Así es como Petro también mordió esa manzana y ahora deberá enfrentar la realidad. Todo, en un momento donde su gobierno parecía no terminar de arrancar, y cuando acaba de deshacer su primer gabinete estructurado con aliados, para terminar abroquelándose con los propios. Observando el caso de la familia Petro, podría pensarse que Colombia necesitaría un psicólogo, pero no. Los problemas estructurales son tanto, que no solo se necesitaría un ejército multidisciplinario, sino también nuevos tratados éticos.
Para el consuelo de Petro y los colombianos, cabe recordar que no está solo en ese vía crucis. Cristina Kirchner, la expresidenta y actual vicepresidenta argentina, tiene a sus hijos tan investigados como ella misma en el seno de la Justicia. Recurrencias cuasi monárquicas, que no suelen terminar bien.

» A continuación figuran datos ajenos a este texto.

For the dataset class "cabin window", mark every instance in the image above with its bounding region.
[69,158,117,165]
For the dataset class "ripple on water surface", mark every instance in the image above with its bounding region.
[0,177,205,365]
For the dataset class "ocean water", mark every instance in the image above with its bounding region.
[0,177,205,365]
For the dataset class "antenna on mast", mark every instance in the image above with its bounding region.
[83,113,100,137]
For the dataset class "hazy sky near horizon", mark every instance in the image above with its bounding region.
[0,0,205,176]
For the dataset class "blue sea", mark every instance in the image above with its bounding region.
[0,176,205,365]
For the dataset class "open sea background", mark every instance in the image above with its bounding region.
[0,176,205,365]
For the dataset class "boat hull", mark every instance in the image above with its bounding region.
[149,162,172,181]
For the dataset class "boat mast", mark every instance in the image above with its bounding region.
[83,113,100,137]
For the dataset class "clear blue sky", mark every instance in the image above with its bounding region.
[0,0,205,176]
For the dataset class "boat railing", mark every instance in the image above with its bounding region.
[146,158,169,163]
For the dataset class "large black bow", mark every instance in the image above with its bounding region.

En honor a la verdad no abunda la teoría al respecto. Mucho menos para este tipo de “parricidio” gubernamental que experimenta Colombia. Tal vez el mejor consejo para no repetir este tipo de “pecados” se puede encontrar en algunas biografías de los delincuentes de vieja estirpe, como por ejemplo la del argentino Juan José Ernesto Laginestra, quienes, como él, trataban por todos los medios de dejar a los hijos bien lejos del lugar de los hechos con el único fin de que no se contaminen del delito ni los alcancen las esquirlas cuando el artefacto de la ley explotara en sus manos.
Después de todo, la política rige, indefectiblemente, todos los órdenes de la vida. Incluso, el del delito.